On a scale of 1 to 10 how hot is the girl you're about to fuck?
Strong 6
That's an oxymoron.
I woke up with my left arm looking like it got mauled by a lion. Oo and she said someone broke her car window.
Just realized these events may be related.
I totally need to blow more fat guys. His cum tasted like vanilla ice cream
I know it sounds like a good idea, but doing Spanish homework at a bar just because the owners are Mexican and they give us margaritas really wasn't the best decision.
sorry for allegedly lighting the beer pong balls of fire
I just realized my life is a timeline of drunken injuries.
i woke up to banging and pieces of ceiling falling on my face
When you wake up, just ignore the mess in the bathroom. I'll take her home when I'm off work.

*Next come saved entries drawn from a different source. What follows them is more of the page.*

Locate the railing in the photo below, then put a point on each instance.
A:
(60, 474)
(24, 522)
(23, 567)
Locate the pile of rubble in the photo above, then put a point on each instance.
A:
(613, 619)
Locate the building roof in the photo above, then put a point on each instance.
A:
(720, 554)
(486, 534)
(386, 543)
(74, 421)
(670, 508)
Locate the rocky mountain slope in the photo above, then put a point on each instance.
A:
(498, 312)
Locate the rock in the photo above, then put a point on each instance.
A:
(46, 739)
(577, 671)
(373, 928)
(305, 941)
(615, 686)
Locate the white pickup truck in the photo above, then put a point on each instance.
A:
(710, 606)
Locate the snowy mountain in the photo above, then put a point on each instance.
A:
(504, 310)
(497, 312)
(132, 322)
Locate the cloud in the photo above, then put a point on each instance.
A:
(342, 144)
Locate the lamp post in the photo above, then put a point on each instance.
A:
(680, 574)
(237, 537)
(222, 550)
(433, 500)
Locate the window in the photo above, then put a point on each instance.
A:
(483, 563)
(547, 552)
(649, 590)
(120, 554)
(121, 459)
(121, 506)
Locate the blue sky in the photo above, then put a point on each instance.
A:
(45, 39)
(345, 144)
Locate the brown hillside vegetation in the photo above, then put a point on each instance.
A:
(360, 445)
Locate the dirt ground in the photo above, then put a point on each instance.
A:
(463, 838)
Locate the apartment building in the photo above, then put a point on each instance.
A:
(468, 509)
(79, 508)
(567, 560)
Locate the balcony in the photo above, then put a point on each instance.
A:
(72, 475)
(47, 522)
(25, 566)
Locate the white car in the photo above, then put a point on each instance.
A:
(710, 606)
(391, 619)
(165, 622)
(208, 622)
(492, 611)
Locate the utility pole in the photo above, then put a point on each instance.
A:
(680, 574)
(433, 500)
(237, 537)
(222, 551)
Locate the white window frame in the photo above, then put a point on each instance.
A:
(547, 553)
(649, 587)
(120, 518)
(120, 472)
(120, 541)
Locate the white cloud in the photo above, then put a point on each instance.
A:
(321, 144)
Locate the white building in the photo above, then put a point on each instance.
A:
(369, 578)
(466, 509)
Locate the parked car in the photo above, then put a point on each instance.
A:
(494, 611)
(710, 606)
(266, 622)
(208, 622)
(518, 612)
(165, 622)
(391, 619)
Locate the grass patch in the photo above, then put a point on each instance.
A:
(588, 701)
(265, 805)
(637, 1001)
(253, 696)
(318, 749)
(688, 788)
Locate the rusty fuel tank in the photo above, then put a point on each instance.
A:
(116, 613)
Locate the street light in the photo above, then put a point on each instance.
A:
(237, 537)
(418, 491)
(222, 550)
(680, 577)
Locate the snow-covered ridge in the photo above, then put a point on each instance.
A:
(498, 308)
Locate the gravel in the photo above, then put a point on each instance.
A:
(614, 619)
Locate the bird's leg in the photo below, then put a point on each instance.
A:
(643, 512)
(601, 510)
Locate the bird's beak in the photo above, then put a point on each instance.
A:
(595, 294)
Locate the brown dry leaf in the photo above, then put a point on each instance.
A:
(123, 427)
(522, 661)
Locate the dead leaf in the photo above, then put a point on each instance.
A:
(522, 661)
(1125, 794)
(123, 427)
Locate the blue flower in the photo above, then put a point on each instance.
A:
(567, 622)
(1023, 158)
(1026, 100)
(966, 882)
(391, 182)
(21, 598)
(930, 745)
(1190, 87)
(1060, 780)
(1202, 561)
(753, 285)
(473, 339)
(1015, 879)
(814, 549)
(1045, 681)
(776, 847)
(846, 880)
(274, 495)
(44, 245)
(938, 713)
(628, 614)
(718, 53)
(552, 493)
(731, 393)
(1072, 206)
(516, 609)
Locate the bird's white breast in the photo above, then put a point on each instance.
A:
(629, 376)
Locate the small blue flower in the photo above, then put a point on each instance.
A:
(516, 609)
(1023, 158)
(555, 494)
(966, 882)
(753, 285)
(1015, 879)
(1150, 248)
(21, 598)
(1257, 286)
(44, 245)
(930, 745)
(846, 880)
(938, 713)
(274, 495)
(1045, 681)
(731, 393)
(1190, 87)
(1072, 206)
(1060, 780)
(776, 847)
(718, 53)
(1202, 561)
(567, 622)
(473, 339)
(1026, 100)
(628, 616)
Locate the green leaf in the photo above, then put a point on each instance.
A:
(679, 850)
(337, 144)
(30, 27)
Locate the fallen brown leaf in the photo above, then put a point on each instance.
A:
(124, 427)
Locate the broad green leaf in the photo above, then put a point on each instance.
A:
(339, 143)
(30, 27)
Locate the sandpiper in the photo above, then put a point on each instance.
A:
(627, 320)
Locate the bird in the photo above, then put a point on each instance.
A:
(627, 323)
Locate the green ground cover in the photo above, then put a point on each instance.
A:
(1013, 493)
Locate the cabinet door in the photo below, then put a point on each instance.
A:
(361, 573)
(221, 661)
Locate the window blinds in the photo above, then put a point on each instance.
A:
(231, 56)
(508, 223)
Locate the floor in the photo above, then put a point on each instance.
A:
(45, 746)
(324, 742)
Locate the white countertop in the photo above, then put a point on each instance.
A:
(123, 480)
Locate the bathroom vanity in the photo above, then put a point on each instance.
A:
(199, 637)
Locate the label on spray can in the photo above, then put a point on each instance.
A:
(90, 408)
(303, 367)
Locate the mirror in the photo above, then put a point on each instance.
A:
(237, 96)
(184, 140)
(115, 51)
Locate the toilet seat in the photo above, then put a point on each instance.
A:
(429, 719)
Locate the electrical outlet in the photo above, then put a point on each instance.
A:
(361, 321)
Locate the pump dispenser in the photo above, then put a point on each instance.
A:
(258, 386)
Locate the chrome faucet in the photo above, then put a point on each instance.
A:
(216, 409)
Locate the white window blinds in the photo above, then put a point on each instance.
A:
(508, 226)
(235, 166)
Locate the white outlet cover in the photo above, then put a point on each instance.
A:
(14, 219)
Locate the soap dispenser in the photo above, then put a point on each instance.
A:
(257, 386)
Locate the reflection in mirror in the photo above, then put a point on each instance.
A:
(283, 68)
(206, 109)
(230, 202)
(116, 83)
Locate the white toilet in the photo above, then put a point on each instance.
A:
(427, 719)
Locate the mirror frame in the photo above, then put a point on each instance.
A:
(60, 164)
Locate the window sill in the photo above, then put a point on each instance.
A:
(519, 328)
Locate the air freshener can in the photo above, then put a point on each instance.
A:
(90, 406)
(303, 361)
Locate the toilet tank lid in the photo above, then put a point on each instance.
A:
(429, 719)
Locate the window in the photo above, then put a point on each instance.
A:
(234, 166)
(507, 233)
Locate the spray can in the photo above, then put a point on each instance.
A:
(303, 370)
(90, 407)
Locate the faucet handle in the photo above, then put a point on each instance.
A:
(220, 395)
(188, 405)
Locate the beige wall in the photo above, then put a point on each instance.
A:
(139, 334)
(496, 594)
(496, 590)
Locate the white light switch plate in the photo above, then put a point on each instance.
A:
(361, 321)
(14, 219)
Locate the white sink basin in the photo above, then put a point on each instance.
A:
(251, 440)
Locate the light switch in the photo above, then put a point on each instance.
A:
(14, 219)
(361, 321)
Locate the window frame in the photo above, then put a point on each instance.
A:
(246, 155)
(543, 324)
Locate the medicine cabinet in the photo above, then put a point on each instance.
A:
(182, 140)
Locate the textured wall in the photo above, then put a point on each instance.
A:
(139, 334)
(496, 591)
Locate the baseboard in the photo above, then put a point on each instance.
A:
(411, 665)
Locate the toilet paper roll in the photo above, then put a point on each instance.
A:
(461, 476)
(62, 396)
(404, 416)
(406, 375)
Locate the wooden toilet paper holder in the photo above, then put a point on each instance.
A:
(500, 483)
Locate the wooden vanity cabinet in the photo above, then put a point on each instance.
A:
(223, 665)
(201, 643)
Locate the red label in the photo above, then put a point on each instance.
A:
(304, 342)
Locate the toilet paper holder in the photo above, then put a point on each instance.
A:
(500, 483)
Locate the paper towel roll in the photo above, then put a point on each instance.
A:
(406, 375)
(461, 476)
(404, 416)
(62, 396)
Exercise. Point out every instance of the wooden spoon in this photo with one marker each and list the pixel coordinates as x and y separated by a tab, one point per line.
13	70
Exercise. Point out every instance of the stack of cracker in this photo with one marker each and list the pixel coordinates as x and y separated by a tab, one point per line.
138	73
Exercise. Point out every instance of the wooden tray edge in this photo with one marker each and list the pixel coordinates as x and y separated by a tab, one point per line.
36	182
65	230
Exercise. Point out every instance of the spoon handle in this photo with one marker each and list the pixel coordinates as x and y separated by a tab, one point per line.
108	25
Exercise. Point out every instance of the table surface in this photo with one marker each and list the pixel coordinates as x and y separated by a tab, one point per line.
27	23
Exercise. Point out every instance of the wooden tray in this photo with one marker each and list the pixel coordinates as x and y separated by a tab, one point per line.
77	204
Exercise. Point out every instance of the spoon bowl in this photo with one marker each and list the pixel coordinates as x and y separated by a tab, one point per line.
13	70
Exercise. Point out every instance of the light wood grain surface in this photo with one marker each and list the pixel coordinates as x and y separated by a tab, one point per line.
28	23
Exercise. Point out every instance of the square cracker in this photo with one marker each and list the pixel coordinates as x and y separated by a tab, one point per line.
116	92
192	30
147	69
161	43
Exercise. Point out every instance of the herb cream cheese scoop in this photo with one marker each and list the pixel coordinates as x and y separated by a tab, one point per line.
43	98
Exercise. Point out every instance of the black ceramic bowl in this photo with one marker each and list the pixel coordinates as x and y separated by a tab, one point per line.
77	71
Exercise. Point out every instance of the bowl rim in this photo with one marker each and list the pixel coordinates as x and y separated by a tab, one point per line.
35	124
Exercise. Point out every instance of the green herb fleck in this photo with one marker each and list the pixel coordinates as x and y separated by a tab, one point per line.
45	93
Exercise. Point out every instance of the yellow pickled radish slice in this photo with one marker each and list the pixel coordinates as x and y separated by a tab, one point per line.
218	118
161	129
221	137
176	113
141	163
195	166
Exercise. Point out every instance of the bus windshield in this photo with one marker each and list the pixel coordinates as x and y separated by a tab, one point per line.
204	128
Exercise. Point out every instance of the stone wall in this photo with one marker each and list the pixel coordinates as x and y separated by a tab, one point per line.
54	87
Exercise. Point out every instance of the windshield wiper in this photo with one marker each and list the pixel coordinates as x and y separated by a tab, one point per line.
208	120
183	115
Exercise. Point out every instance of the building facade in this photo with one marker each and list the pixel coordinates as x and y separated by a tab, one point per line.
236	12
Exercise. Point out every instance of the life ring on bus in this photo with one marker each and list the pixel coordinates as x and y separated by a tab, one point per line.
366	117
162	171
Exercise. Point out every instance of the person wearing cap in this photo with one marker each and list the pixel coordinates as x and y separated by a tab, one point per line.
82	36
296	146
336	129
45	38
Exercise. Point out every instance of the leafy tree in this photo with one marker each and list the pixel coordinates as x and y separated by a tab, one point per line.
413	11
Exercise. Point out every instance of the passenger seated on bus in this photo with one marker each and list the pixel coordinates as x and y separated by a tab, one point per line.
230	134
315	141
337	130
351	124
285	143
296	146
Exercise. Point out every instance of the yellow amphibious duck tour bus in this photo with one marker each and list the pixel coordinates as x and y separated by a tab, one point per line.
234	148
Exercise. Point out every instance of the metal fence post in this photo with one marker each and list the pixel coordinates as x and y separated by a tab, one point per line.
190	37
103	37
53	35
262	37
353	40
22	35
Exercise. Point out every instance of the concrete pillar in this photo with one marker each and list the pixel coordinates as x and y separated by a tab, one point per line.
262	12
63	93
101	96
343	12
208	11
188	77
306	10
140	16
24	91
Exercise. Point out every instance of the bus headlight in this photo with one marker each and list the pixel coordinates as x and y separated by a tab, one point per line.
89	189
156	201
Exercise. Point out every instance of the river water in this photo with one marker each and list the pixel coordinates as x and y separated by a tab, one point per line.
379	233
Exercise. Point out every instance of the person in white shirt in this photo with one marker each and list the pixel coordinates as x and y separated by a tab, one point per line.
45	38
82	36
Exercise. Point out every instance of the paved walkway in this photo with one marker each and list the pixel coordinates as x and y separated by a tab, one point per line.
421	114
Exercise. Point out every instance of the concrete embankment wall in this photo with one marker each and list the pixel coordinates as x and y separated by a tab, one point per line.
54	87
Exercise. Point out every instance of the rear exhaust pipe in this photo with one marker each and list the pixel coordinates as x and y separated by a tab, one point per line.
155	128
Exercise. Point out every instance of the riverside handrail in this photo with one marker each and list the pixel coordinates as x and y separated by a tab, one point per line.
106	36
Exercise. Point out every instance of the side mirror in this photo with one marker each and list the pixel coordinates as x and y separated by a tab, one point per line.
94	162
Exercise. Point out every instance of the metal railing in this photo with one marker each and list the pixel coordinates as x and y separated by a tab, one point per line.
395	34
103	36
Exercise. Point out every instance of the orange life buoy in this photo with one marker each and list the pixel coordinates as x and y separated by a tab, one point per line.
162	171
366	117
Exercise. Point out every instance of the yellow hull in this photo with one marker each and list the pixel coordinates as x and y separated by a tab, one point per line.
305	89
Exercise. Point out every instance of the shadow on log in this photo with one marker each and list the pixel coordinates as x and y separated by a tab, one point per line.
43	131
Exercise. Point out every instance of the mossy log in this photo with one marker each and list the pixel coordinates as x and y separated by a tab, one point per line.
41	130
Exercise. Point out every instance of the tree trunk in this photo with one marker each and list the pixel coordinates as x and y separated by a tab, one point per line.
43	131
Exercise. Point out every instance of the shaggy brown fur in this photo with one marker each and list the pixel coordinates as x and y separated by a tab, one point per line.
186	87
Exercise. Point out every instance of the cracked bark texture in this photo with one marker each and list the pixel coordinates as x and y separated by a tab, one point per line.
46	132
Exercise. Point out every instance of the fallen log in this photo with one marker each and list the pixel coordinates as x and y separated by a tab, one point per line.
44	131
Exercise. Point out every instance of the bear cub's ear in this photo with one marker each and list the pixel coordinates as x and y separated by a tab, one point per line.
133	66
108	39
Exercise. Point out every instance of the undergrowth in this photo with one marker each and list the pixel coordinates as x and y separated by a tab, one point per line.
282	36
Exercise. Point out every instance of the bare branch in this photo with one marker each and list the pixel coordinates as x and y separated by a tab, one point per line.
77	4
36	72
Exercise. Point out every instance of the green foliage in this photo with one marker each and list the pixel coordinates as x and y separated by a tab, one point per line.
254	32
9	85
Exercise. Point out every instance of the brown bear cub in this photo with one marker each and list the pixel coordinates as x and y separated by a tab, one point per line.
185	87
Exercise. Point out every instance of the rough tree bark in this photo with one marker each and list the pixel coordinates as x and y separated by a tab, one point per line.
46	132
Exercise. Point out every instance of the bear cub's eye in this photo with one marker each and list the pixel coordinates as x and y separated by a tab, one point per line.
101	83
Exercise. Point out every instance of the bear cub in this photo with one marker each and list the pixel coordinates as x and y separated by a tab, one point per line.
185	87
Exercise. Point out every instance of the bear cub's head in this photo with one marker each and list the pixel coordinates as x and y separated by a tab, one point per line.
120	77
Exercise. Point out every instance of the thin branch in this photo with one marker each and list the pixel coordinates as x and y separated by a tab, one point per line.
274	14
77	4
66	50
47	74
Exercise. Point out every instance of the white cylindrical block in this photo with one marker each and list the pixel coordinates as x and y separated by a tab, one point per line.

Blood everywhere...karaoke was nice
I just saw a girl drinking wine and walking her dog in footie pajamas and a mad hatter hat. First day of the new year and I think I'm in love.
I feel like you should put up a missed connections ad for this..
It was a glorious ass. He has amazing hands. I want to fuck him until he can't do math anymore.
He gave us beer and shots and made us pizza in his brick oven before firing a handgun into the air to signal it was time to give us a ride in his inflatable raft to the bars.
He's like a mythological figure
april was a good month for me, sexually...doubled my number, had a threesome, fucked a girl for the first time and two different boys in one night. there should be a medal
she's 6'2. you bet your ass i slept with her.